Port Awarded Clean TRIP Grant
NEW ORLEANS – Local short-haul truck owners operating within the Port of New Orleans will soon be eligible to apply for financial incentives to replace older model year trucks with 2011 or newer models.
The U.S. Environmental Protection Agency recently awarded the Board of Commissioners of the Port of New Orleans a $727,000 Clean Diesel grant for the Port’s voluntary Clean Truck Replacement Incentive Program, or Clean TRIP. The grant will assist short-haul and drayage truck owners servicing Port cargo terminals and warehouses within the Port’s three-parish jurisdiction, enabling them to replace older truck models between 1993 and 2006 with model year 2011 or newer through a cost share program.
“This program will enable truck owners to voluntarily invest in cleaner air by replacing older trucks,” said Port President and CEO Gary LaGrange. “It will also enable us to initiate a community dialogue around air quality and opportunities for improvement.”
The Port’s Environmental Department, led by Amelia Pellegrin, will develop, lead, implement and manage the program, including developing a fair and transparent application process. The total project cost is $1.537 million, with $700,000 coming from mandatory cost share with eligible truck owners and $110,636 coming from the Port for administrative costs. Key local partners in the two-year program include the Regional Planning Commission, Louisiana Department of Environmental Quality, Deep South Center for Environmental Justice, University of New Orleans and the Environmental Defense Fund.
“We received strong support from our Congressional delegation, as well as our local and State partners,” LaGrange said. “We hope the success of this program will lead to future grant awards to expand the initiative.”
Port officials and partners will now work to develop and implement the program and will initiate community outreach efforts with the trucking industry in the spring.
The Port of New Orleans is a deep-draft multipurpose port at the center of the world’s busiest port system — Louisiana’s Lower Mississippi River. Connected to major inland markets and Canada via 14,500 miles of waterways, six class-1 railroads and the interstate highway system, the Port is the ideal gateway for steel, project cargo, containers, coffee, natural rubber, chemicals, forest products, manufactured goods and cruising.

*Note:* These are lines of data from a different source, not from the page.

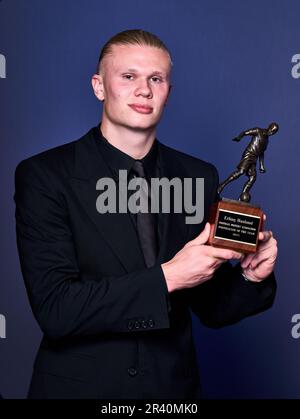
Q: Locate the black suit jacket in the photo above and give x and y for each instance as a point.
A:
(111, 330)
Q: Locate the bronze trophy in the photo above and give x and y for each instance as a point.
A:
(236, 224)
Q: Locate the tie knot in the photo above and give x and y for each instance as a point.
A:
(138, 168)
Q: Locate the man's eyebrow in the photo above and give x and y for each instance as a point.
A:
(134, 70)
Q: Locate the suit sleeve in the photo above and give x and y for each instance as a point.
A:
(228, 298)
(66, 301)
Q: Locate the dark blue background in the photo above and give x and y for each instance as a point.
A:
(232, 71)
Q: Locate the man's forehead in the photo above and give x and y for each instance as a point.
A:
(136, 56)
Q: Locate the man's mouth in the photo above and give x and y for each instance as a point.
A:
(141, 108)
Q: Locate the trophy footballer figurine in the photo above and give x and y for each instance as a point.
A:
(236, 224)
(255, 150)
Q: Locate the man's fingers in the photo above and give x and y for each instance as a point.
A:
(247, 260)
(202, 238)
(264, 236)
(225, 254)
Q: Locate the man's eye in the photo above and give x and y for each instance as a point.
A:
(128, 76)
(156, 79)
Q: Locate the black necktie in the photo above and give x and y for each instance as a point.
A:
(146, 222)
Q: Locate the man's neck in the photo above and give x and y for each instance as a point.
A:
(134, 143)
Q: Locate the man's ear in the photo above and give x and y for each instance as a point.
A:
(98, 87)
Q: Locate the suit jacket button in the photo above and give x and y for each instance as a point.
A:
(132, 371)
(151, 323)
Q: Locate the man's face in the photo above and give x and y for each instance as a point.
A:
(134, 84)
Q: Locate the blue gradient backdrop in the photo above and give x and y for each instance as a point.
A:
(232, 71)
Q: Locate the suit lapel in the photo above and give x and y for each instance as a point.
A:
(118, 229)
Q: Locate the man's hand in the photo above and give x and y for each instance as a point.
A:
(259, 265)
(195, 263)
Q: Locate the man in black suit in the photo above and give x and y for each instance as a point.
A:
(113, 302)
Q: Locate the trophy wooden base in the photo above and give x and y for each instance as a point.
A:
(235, 225)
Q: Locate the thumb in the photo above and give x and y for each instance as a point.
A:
(203, 236)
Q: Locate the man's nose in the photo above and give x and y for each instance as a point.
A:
(143, 88)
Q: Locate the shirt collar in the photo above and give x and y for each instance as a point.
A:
(118, 160)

An extensive network of ocean carrier services, along with added-value services like transloading of bulk into containers, make the Port of New Orleans the superior logistics solution for many types of cargo. To stay ahead of market demand, the Port has invested more than $100 million in capital-improvement projects since 2012 and has a Master Plan to expand the Napoleon Avenue Container Terminal to an annual capacity of 1.5 million TEUs.